Since this is a blog post and intended to be short, let me offer a few biblical texts in support of each assertion.

Assertion: The meaning of a biblical text is what God intended it to mean.[2]

  • 2 Tim. 3:16 “All Scripture is God-breathed and profitable for teaching, for reproof, for correction, for training in righteousness.”
  • Num. 23:19 “God is not a man, that he should lie, nor a son of man, that he should repent; has he said, and will he not do it?

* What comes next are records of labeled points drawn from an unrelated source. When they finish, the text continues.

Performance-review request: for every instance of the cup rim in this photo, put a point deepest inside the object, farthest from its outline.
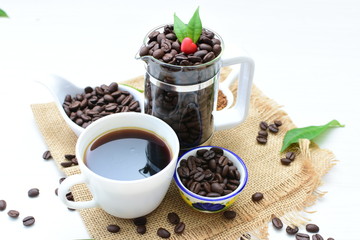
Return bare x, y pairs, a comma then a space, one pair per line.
178, 66
212, 199
80, 154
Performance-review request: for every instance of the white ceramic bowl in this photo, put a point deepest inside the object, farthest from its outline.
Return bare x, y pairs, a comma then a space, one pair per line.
212, 204
60, 87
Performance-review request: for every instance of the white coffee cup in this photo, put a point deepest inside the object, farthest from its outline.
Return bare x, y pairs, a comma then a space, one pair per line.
124, 199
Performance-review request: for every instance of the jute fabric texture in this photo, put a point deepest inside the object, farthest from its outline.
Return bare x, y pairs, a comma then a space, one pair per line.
287, 190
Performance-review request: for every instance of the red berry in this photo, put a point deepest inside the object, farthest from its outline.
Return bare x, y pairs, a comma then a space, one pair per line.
187, 46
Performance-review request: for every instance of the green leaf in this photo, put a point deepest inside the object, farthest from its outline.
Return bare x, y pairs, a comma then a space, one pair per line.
194, 27
180, 28
293, 135
3, 13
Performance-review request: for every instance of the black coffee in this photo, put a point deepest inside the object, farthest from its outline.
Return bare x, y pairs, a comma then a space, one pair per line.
127, 154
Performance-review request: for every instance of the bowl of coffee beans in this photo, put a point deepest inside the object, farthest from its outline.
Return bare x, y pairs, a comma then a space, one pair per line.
80, 106
210, 178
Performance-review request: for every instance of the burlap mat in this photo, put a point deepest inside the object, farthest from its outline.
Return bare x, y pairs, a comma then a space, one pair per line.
287, 189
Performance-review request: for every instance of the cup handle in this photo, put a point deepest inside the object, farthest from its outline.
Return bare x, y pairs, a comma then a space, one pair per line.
65, 188
233, 116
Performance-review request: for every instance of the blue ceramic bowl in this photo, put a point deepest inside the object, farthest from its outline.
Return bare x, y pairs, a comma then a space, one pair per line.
212, 204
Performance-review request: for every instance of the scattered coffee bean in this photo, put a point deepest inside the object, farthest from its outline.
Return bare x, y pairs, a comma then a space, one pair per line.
13, 213
173, 218
34, 192
290, 155
209, 173
263, 133
285, 161
245, 236
66, 164
273, 128
257, 196
317, 237
94, 103
292, 230
28, 221
261, 139
313, 228
61, 179
2, 205
141, 229
228, 214
264, 125
69, 156
166, 47
163, 233
277, 223
302, 236
140, 221
278, 123
47, 155
113, 228
179, 228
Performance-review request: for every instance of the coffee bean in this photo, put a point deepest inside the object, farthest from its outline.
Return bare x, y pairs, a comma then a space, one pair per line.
2, 205
261, 139
113, 228
141, 229
140, 221
317, 237
202, 180
290, 155
173, 218
209, 155
216, 187
228, 214
28, 221
257, 196
163, 233
264, 125
273, 128
47, 155
34, 192
263, 133
179, 228
277, 223
66, 164
285, 161
302, 236
292, 230
13, 213
313, 228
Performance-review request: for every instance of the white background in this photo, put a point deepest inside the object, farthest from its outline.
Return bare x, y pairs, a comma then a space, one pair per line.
307, 56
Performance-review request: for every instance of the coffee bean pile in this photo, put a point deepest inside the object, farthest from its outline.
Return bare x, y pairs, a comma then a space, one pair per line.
94, 103
209, 173
262, 136
294, 230
165, 47
289, 157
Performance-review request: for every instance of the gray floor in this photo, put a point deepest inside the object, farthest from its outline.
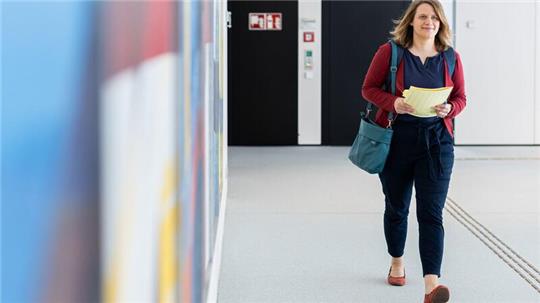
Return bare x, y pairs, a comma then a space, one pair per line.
304, 225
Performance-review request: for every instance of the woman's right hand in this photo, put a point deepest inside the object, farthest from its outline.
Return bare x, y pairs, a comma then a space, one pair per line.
402, 107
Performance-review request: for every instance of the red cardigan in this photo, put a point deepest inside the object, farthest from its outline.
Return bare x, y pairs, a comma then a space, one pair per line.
378, 73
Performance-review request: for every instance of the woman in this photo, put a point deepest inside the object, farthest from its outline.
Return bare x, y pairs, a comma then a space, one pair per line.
421, 151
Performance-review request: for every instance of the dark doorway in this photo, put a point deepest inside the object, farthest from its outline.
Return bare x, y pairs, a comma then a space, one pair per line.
263, 76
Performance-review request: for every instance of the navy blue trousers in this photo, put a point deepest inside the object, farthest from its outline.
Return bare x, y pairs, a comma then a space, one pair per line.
421, 154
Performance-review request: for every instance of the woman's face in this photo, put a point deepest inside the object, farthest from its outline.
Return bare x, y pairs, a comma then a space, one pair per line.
425, 23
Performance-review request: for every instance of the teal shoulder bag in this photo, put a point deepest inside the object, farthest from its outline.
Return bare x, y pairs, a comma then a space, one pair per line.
372, 144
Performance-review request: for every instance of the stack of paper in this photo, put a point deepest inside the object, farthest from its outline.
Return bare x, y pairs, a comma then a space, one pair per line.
423, 99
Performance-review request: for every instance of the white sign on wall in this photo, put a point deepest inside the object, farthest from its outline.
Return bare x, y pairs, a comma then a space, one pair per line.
265, 21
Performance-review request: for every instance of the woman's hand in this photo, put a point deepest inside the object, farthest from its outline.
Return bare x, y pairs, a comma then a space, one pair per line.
402, 107
442, 110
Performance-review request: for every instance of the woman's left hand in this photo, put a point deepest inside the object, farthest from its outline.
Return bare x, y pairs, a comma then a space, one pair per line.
442, 110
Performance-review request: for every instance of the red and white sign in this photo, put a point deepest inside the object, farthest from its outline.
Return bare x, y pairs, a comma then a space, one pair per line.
265, 21
309, 37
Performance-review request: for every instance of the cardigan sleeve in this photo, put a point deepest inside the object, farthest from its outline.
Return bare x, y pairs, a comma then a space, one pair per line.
375, 79
457, 97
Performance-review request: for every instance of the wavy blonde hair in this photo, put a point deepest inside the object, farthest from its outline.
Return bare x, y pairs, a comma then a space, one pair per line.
403, 31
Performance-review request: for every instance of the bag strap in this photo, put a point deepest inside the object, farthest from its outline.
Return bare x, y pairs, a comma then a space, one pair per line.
397, 54
450, 57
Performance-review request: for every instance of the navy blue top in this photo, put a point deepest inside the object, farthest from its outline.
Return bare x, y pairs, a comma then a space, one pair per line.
427, 75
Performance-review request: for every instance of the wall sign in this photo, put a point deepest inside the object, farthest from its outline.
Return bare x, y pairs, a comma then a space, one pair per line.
309, 37
265, 21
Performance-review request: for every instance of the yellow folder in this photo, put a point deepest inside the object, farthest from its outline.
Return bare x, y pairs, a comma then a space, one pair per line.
423, 99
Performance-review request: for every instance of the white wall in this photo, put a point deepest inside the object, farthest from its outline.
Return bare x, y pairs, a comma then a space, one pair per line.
309, 80
537, 77
498, 44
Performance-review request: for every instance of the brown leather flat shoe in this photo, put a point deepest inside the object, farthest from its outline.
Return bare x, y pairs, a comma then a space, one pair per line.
396, 281
439, 294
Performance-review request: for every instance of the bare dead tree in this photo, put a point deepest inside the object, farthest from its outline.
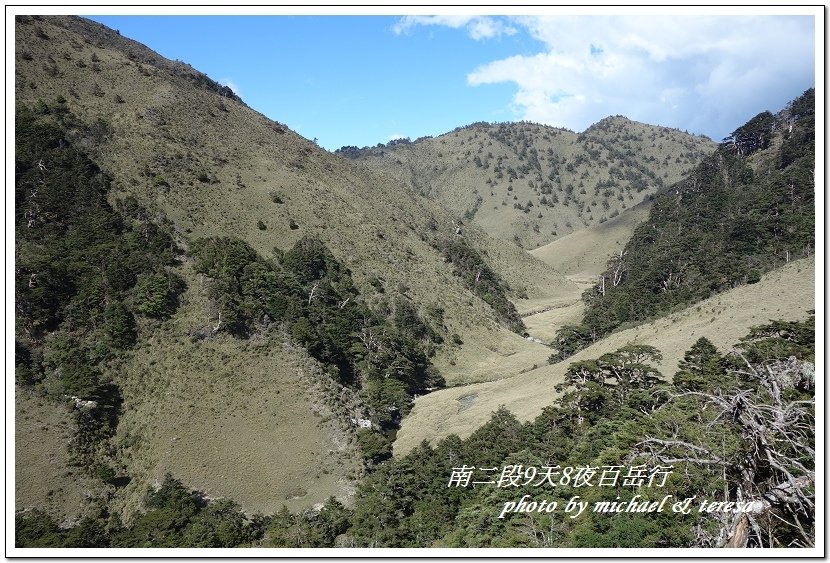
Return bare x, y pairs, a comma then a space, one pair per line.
313, 292
619, 268
772, 474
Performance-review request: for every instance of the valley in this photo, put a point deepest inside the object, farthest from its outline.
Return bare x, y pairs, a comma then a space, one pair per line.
228, 336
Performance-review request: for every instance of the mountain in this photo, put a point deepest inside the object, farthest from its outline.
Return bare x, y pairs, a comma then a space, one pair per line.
158, 148
746, 209
532, 184
222, 330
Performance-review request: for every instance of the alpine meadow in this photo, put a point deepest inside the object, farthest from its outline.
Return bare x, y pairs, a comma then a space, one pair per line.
509, 335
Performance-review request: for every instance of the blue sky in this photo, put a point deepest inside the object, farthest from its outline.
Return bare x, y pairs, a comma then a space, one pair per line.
363, 80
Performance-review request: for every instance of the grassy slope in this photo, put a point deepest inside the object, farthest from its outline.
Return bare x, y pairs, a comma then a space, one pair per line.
444, 169
165, 134
786, 293
44, 476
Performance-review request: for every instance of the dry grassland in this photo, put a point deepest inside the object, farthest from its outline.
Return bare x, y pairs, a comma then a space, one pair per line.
787, 293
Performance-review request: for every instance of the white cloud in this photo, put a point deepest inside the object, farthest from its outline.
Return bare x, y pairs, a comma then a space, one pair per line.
232, 85
478, 27
697, 73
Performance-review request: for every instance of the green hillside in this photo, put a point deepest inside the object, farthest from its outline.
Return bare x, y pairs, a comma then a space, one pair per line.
113, 286
746, 209
226, 336
532, 184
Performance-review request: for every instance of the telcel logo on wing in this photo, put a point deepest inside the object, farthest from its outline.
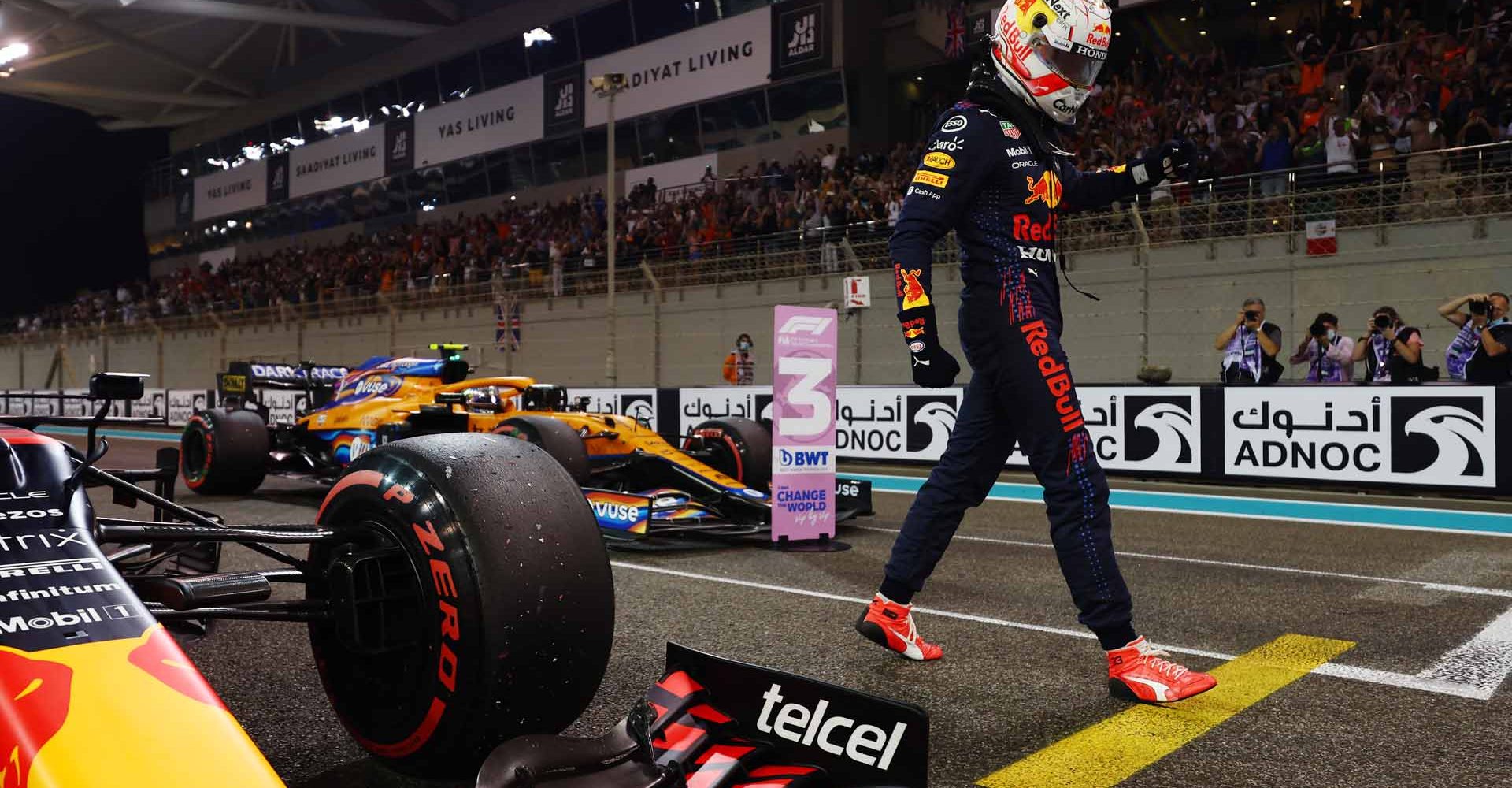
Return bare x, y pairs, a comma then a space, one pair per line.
805, 460
865, 743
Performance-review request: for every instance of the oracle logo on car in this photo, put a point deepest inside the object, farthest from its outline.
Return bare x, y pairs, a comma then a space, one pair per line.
867, 745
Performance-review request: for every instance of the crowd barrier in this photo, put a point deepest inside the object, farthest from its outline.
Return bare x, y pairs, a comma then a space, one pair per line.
1405, 439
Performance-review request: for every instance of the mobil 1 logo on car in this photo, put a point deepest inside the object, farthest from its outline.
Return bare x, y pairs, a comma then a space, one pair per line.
1429, 436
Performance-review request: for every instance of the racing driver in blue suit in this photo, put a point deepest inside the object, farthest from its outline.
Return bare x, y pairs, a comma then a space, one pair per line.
994, 173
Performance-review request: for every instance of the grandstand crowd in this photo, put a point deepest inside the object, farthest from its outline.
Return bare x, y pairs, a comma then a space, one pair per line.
1367, 85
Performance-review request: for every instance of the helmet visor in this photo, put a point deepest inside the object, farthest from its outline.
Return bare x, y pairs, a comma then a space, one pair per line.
1078, 67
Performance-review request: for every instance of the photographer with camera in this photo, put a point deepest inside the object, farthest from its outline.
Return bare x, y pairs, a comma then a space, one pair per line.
1492, 362
1470, 324
1249, 347
1393, 353
1329, 356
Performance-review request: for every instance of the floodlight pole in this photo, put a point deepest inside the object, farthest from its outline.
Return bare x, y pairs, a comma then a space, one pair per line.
611, 366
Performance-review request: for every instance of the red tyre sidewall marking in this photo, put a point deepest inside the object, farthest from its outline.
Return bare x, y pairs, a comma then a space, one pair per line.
208, 437
448, 678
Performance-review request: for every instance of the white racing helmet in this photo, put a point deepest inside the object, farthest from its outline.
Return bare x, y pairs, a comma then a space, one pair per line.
1050, 52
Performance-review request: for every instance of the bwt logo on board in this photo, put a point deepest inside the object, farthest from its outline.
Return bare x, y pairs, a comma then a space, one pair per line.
805, 460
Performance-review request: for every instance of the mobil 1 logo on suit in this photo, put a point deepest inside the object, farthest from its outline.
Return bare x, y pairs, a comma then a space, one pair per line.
1434, 436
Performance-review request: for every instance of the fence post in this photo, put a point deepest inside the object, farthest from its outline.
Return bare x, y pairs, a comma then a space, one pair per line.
1142, 261
652, 279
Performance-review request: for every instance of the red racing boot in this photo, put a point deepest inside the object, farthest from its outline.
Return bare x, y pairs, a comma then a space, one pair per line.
891, 625
1137, 672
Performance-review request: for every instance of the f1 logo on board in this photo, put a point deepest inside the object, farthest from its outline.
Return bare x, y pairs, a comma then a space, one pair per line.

Or has he spoken, and will he not make it good?"

Assertion: The human author (prophet/apostle) accurately (though non-omnisciently) communicated God’s intention which is accurately represented in the biblical text.

  • 2 Pet. 1:21 “… for no prophecy was ever made by an act of human will, but men moved by the Holy Spirit spoke from God.”
  • Prov. 30:5-6 “Every word of God is tested … Do not add to his words, lest he reprove you, and you be proved a liar.”
  • 1 Pet. 1:10 “As to this salvation, the prophets who prophesied of the grace that would come to you made careful search and inquiry, seeking to know what person or time the Spirit of Christ within them was indicating as He predicted the sufferings of Christ and the glories to follow.” Note that, according to this verse, the prophets did not always understand the full implications of their prophecies.

Assertion: The locus of meaning is not the reader.

  • 2 Pet. 1:20 “But know this first of all, that no prophecy of Scripture is a matter of one’s own interpretation.” Somewhat ironically, this verse has been interpreted two different ways, either to mean that: 1) We are not free to interpret “prophecies” any way we want, or 2) The prophet himself did not just make up what he spoke. Either interpretation lends support to my contention that the meaning is not created by the reader.
  • 2 Pet. 3:16 (speaking of Paul’s letters) “…which the untaught and unstable distort, as they do also the rest of the Scriptures, to their own destruction.” If you can “distort” it then you the reader are not the maker of meaning.
  • 1 Cor. 5:9-11, “I wrote you in my letter not to associate with immoral people; I did not at all mean with the immoral people of this world, or with idolaters; for then you would have to go out of the world. But actually, I wrote to you not to associate with any so-called brother if he should be an immoral person, or covetous, or an idolater, or a reviler, or a drunkard, or a swindler—not even to eat with such a one.” This is a clarification text, which shows that there is a stable meaning that is not created by the reader.
  • Note also Matt. 15:15; John 7:35 and other such passages where the disciples misunderstand the teaching of Jesus and Jesus explains.

Conclusion: The meaning of a biblical text exists in the interplay between authorial intention and the text itself, a text that God made sure communicated his intention via the human authors who wrote it. This means that when it comes to trying to discover the meaning of any given biblical text, you are a detective, not an artist. Your goal should be to find the meaning, not create the meaning. The meaning of a text is not in the reader.



[1] Trevor Hart, Faith Thinking: The Dynamics of Christian Theology (Downers Grove, IL: InterVarsity, 1996), 193-94.

[2] Jeannine Brown offers the following definition of “meaning” and in it clarifies what should be meant by “intention”: “meaning is the communicative intention of the author; which has been inscribed in the text and addressed to the intended audience for purposes of engagement. The author’s communicative act when writing a text is an act of intention. Because the concept of ‘authorial intention’ has been much maligned in recent years, I specify the kind of intention I mean: not simply what an author hopes to communicate (intention as wish or motive) but what an author actually does communicate by intention in a text (communicative intention).” She describes this definition as her “preliminary definition.” Later in her book, she includes her main definition: “the complex pattern of what an author intends to communicate with his or her audience for purposes of engagement, which is inscribed in the text and conveyed through use of both shareable language parameters and background-contextual assumptions.” Jeannine K. Brown, Scripture as Communication (Grand Rapids: Baker, 2007). See p. 22 for the first citation and p. 48 for the second.